The Luxury of Roughing It

I have decided that the ideal vacation is one in which I am surrounded by beautiful scenery, but have less luxuries than I do in my own home.

I came to this conclusion as I lay in my husband's inflatable boat in the Big Sur river. Just down a sandy bank from our oak-studded camp site,the river widened into shallow water that bounced along sun-drenched multicolored stones. There I tied the boat to a log and drifted on my back, drinking a Diet Coke, eating a package of peanut butter crackers, and reading my new favorite book (Blue Like Jazzz by Donald Miller -- more on this in other blogs). This is a heaven I hadn't known existed: a perfect, unglamorous way to completely unwind. And yet, even as I lay there, miraculously undisturbed by any small human for 45 minutes, I could still think of my own house, where awaited me a Temperpedic mattress, an indoor toilet, and a front-loading washing machine. Thinking about home from the camp site, I felt a little stab of joy.

If I were staying at the Biltmore in Santa Barbara, which I have been fortunate enough to do before, my encounter with nature would have been much less organic. It would be packaged in a well-framed view from an upscale teak lounge chair, the exact placement of which would have been determined by a team of designers. In my hand I would have a $15 gin and tonic. And even though I would have been laying on an Egyptian cotton towel instead of a rubber raft, my pleasure would not have been so complete. At the luxury hotel I would be conscious of the richer, more well-dressed people around me. And I would not be thinking of my little condo in Irvine as a luxurious heaven. When I'm at the Biltmore I never want to leave. Camping, after a few days, and I'm ready to go home.

In general, the camping experience was so much better than I expected. When Jeff and I spent a few days in Pfieffer Big Sur ten years ago, we were not very well prepared. What I remember most clearly is shivering late at night in my inadequate sweater, trying to read by the creepy light of a small fluorescent lantern. There was poison oak surrounding our site, and we were both totally paranoid about being infected by it, and practically stripped off all our clothes every time we entered our little tent to avoid contamination.

But this time around, we came prepared. Thanks to the Andersons, who have been giving us camping gear for Christmas for years, we have an eight-person tent, a propane lantern, a stove, and a coffee maker! Thanks to the state park personnel, who have trimmed up the poison oak, we had clear paths to the river without danger of contracting itchy rashes. And thanks to long hikes and tons of sun exposure, my kids slept soundly in the tent every night, so I got to read by the fire with Hubby by the light of our heat-giving lantern.

Truly, it was one of the best vacations I've ever been on. I loved being totally unplugged -- no cell service, no e-mail -- though the things I wanted to blog about kept me up at night. As I wrote before leaving, I was afraid I'd feel like camping was just another day in the life of a housewife, but without running water. I discovered that when I don't have a phone call to make or an e-mail to answer, and the kids have dirt and rocks and trees and squirrels to occupy them, I can cook and wash dishes with a lot less angst than usual. But again, I could still think about my sink at home with a pleasant sense of anticipation.

I have to make the obvious observation that being out in nature -- truly in it, not just looking at it from the deck of a luxury hotel -- is an amazingly restorative experience.

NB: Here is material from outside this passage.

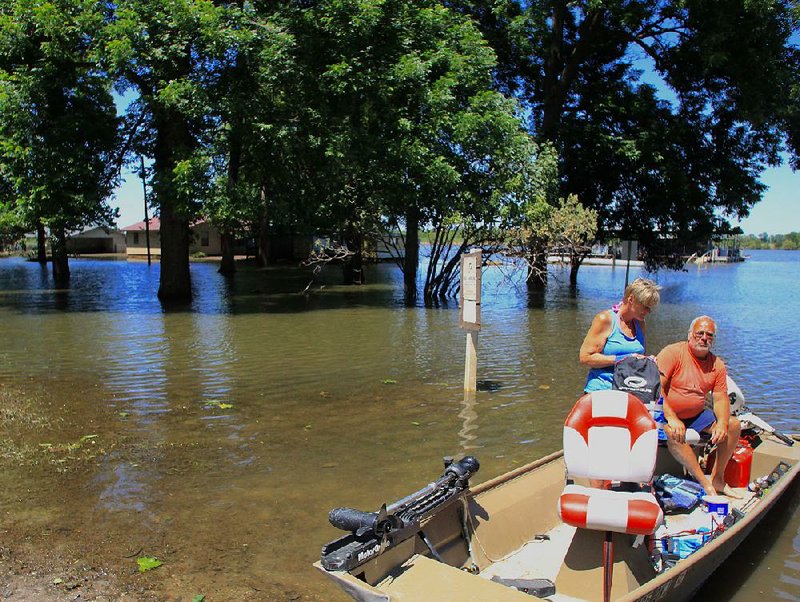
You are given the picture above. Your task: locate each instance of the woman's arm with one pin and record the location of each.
(591, 350)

I don't think of myself as particularly materialistic, vain, or competitive, but camping I realized that I must be, because it was so freeing to be out in my raft not thinking about my hair or the cut of my swimsuit. (It must be confessed, however, that I still found myself coveting this one cute No Cal mom across the campground from us, who actually had on a plaid dress over her requisite jeans and t-shirt, and I wished I was a hip as she.)

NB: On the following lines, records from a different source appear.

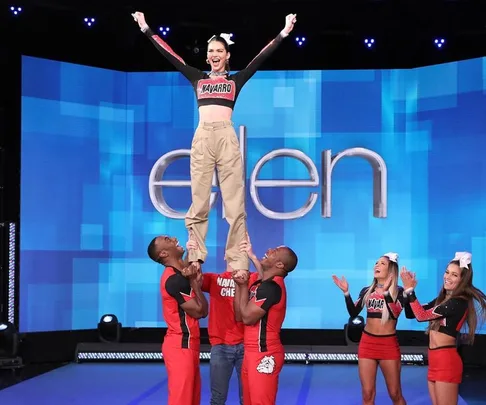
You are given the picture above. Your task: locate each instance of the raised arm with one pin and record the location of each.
(188, 296)
(429, 312)
(191, 73)
(246, 246)
(354, 307)
(395, 306)
(252, 310)
(245, 74)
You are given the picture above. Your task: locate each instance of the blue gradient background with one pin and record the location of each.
(90, 138)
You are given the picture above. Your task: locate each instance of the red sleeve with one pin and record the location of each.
(192, 74)
(178, 287)
(208, 279)
(447, 309)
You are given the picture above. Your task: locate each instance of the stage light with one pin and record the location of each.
(353, 330)
(9, 340)
(89, 21)
(12, 261)
(369, 42)
(439, 42)
(15, 10)
(164, 30)
(109, 329)
(300, 40)
(128, 352)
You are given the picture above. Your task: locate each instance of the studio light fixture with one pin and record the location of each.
(109, 329)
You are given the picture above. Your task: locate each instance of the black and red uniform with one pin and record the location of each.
(264, 352)
(223, 329)
(223, 90)
(181, 342)
(445, 364)
(378, 347)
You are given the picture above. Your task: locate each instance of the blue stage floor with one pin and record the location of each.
(134, 384)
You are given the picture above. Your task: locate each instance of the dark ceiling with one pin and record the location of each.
(403, 30)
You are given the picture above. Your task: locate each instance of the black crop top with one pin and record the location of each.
(451, 313)
(223, 90)
(376, 302)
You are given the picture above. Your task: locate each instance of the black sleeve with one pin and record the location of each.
(354, 308)
(268, 294)
(179, 288)
(455, 307)
(245, 74)
(191, 73)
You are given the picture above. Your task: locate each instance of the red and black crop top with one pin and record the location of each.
(223, 90)
(451, 313)
(376, 302)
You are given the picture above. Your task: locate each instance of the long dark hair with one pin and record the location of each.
(476, 302)
(217, 38)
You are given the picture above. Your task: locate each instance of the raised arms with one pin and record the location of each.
(188, 294)
(189, 72)
(353, 307)
(245, 74)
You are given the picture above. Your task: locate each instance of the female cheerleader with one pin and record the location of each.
(215, 143)
(379, 344)
(447, 314)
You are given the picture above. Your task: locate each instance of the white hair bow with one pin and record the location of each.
(464, 259)
(392, 256)
(226, 37)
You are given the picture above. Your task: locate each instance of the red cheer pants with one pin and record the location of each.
(259, 377)
(183, 375)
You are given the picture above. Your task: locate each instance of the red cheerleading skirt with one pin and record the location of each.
(379, 347)
(445, 365)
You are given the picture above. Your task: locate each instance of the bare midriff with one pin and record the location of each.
(215, 113)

As I type this, my six year old is sitting next to me, sighing with impatience. How dare Mommy get up at six a.m. to blog, and not meet her needs? I told her Mommy doesn't come on duty until seven. Welcome, home, Amanda. It's 7:02 and your time is up. I'm off to prepare breakfast on my full-sized stove and my sink with running water. While I'm at it, I'll think of my campsite, and get a little stab of joy.